Sars explores recouping money earned by Bain
The SA Revenue Service (Sars) is moving to recoup monies earned by consultants Bain & Company and has halted further work with Gartner.
The commission of inquiry into Sars governance and administration, headed by retired judge Robert Nugent, heard from former COO Barry Hore on Thursday that he would not have paid Gartner the near R200m earned for its work on the Sars IT system, which has been described as unnecessary and expensive.
Hore had headed up Sars’s near decade-long modernisation process, shifting it into the digital age, before it was abruptly stopped by suspended commissioner Tom Moyane when he was appointed in 2014.
The contracts entered into with both Gartner and Bain, under Moyane, have been shown to be highly irregular, "improper and unethical".
Evidence before the inquiry showed there were close ties between both consultants and Moyane even before they were awarded the tenders, which amounted to a combined sum of about R400m.
On Wednesday, Sars CFO Johnstone Makhubu told the inquiry he had submitted a request to the tax agency’s legal division and the new head of procurement to determine whether there are grounds for the tax agency to have Bain pay back the money it earned.
He said he has also written to the National Treasury to request that Bain be restricted from further contracts.
This was after he was told by evidence leader advocate Carol Steinberg that Sars officials had given Bain confidential information on how much Sars paid other consultants, which could have determined the price tag on the consultancies’ own work for the tax agency.
Bain said in a statement in September it has set aside the R164m it earned from the Sars contract and will be guided by the Nugent inquiry and other "stakeholders" on what to do with the funds.
Makhubu, who took up his post after the initial contracts with the two consultancies were signed, acknowledged from the documentary evidence he had seen that the "rule book had been thrown out" in both deals.
On Thursday, the inquiry heard further evidence of the shoddy work presented by Gartner, which has left Sars’s IT infrastructure in disarray.
During the hearing, Nugent also addressed criticism that he had overstepped his mandate by recommending Moyane’s removal as commissioner of the tax agency in his interim report.
Moyane was suspended in March, pending the outcome of a disciplinary process, but the embattled tax boss has been fighting his removal based on technicalities. He is still to respond to the allegations he faces in both the disciplinary process and the Nugent inquiry.
Nugent said that his commission’s call for Moyane’s removal was not based on a "disciplinary matter", but was one which dealt with the "management" of Sars.
Nugent’s terms of reference are directly aimed at determining whether the tax agency was being optimally managed to deliver on its legal obligations.

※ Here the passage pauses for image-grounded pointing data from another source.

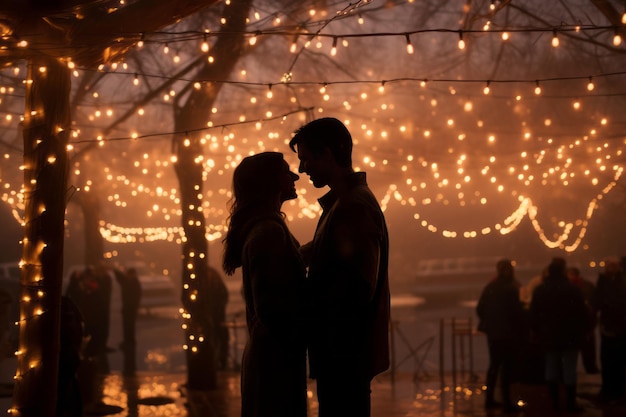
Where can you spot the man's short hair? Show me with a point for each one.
(325, 133)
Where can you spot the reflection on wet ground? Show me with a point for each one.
(415, 388)
(151, 394)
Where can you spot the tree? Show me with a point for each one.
(49, 36)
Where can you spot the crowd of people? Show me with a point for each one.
(557, 315)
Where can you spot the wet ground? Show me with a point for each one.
(439, 366)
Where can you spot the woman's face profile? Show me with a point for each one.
(287, 183)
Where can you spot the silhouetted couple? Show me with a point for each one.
(339, 309)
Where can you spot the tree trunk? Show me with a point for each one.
(46, 128)
(196, 299)
(203, 293)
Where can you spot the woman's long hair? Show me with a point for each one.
(256, 195)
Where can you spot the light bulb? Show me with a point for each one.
(555, 40)
(409, 46)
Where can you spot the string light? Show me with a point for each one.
(617, 39)
(555, 39)
(409, 47)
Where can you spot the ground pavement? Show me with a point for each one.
(151, 395)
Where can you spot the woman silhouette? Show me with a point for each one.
(273, 376)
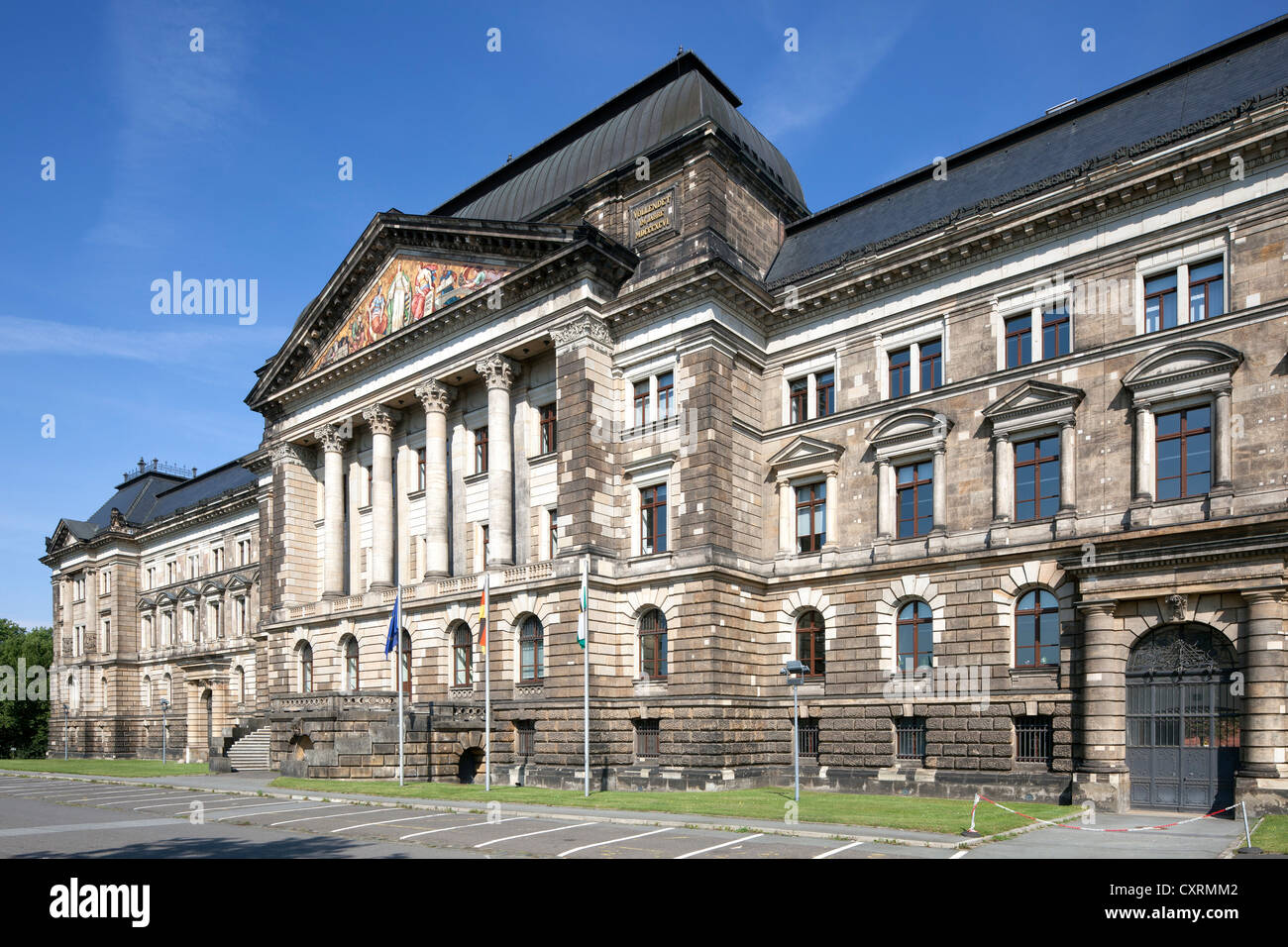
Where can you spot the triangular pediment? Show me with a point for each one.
(408, 274)
(1033, 398)
(805, 451)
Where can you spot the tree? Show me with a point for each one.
(25, 661)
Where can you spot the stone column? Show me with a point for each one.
(1004, 476)
(436, 397)
(1222, 478)
(885, 527)
(381, 420)
(498, 372)
(832, 508)
(1261, 742)
(940, 488)
(331, 440)
(1068, 451)
(786, 513)
(1104, 690)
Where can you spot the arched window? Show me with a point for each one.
(351, 663)
(532, 650)
(914, 637)
(1037, 630)
(810, 643)
(305, 668)
(406, 665)
(653, 644)
(463, 657)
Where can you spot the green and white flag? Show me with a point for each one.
(584, 602)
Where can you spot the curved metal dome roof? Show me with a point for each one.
(679, 97)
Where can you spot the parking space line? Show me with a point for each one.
(528, 835)
(410, 818)
(469, 825)
(583, 848)
(310, 818)
(722, 844)
(239, 814)
(837, 851)
(194, 795)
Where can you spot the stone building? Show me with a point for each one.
(995, 449)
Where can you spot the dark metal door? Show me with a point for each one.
(1183, 722)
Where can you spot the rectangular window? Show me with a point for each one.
(524, 737)
(1033, 740)
(825, 393)
(1160, 303)
(549, 428)
(640, 402)
(914, 499)
(1037, 478)
(810, 517)
(653, 519)
(1019, 341)
(648, 740)
(798, 398)
(1055, 331)
(910, 735)
(931, 365)
(1183, 454)
(1207, 290)
(665, 395)
(901, 372)
(806, 738)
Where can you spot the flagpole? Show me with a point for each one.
(585, 648)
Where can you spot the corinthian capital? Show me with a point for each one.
(331, 437)
(497, 371)
(436, 395)
(381, 419)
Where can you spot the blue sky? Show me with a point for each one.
(223, 163)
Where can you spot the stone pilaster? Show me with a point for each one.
(331, 440)
(436, 398)
(382, 421)
(498, 373)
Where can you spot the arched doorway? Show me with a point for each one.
(1183, 719)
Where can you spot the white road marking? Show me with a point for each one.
(309, 818)
(469, 825)
(722, 844)
(528, 835)
(583, 848)
(385, 822)
(837, 851)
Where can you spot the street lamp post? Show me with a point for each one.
(165, 706)
(795, 672)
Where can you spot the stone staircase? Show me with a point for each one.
(252, 750)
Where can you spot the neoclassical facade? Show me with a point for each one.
(996, 450)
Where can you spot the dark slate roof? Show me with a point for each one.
(153, 496)
(1043, 153)
(678, 97)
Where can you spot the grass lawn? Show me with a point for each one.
(108, 767)
(1271, 835)
(948, 815)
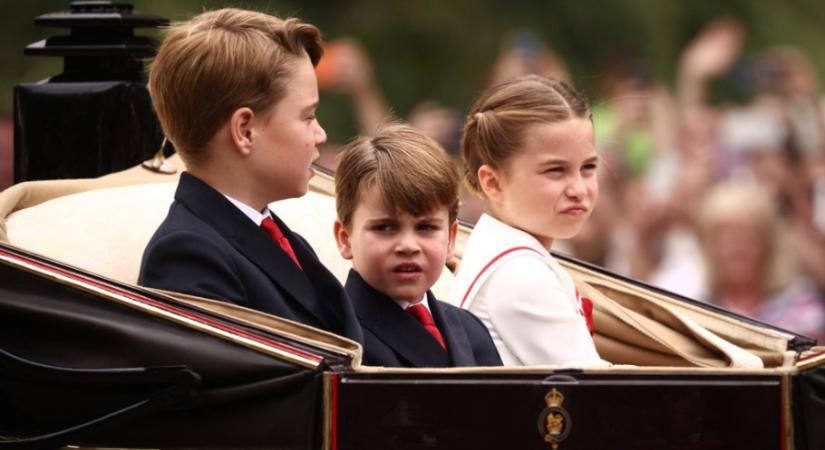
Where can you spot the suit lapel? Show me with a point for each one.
(394, 327)
(250, 241)
(458, 344)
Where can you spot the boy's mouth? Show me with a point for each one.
(407, 268)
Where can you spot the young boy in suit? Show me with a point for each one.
(397, 201)
(235, 91)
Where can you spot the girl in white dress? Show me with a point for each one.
(529, 151)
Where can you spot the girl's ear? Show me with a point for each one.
(491, 182)
(240, 129)
(342, 239)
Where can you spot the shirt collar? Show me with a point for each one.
(405, 304)
(253, 214)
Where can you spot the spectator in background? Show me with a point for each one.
(748, 268)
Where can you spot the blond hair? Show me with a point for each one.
(497, 122)
(412, 172)
(744, 200)
(219, 61)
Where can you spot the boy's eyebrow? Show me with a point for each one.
(311, 106)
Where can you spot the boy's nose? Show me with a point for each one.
(406, 244)
(576, 188)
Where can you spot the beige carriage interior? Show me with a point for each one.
(102, 225)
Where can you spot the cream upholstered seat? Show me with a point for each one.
(102, 225)
(105, 230)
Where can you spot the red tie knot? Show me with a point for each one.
(423, 316)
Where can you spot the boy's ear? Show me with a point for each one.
(490, 181)
(451, 244)
(240, 129)
(342, 238)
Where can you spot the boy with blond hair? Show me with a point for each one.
(235, 92)
(397, 201)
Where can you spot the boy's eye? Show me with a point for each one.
(383, 227)
(554, 170)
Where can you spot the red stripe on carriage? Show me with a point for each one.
(168, 308)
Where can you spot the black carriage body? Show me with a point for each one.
(68, 337)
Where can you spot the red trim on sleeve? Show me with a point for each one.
(487, 266)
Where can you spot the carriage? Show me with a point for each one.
(88, 358)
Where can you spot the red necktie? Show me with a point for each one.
(274, 232)
(422, 314)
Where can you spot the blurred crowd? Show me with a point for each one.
(713, 188)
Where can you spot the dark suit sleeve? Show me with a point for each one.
(484, 350)
(191, 263)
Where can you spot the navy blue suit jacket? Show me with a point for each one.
(207, 247)
(394, 338)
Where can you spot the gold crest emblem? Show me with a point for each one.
(554, 421)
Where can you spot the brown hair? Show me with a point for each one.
(219, 61)
(495, 126)
(412, 172)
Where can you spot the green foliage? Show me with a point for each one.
(435, 49)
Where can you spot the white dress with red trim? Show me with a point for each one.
(526, 299)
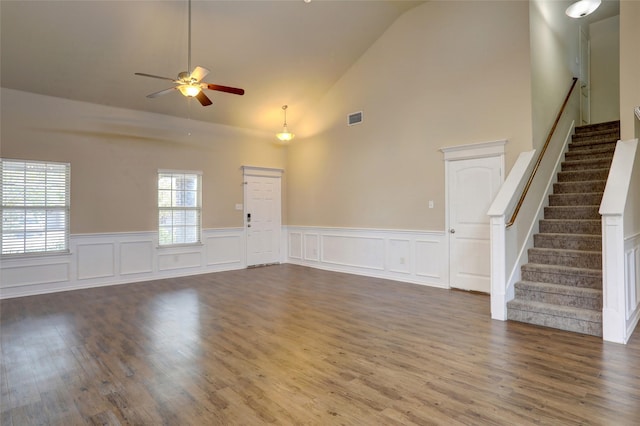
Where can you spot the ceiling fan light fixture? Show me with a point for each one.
(582, 8)
(189, 90)
(285, 136)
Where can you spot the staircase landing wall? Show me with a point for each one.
(620, 211)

In his interim report, released by President Cyril Ramaphosa this week, Nugent speaks directly to this question.
He highlights how the Sars management had deteriorated; how its relationships with other state institutions, such as the Treasury, the auditor-general and the financial intelligence centre, had broken down; and how its international standing had been eroded under Moyane’s watch. Nugent said his focus was on management and not Moyane’s individual disciplinary process. "This is a matter of management … we came to the conclusion that, whatever those transgressions are [in the disciplinary process], is irrelevant, this [finding] has got to do with management."
The judge said that at Moyane’s level, if the president lost faith in him, he should be "entitled" to remove him. "We say remove [Moyane], because the main issue we are concerned with is management [of Sars]," Nugent said. "We are not going to be diverted by anything … only if a court says we must stop, we will stop. We have got a course and we will act on it unwaveringly … the side things [Moyane’s objections] have become banal after what we have heard here."
Dozens of witnesses have given evidence to the inquiry, publicly or confidentially, on the ruinous effect of Moyane’s reign at the tax agency.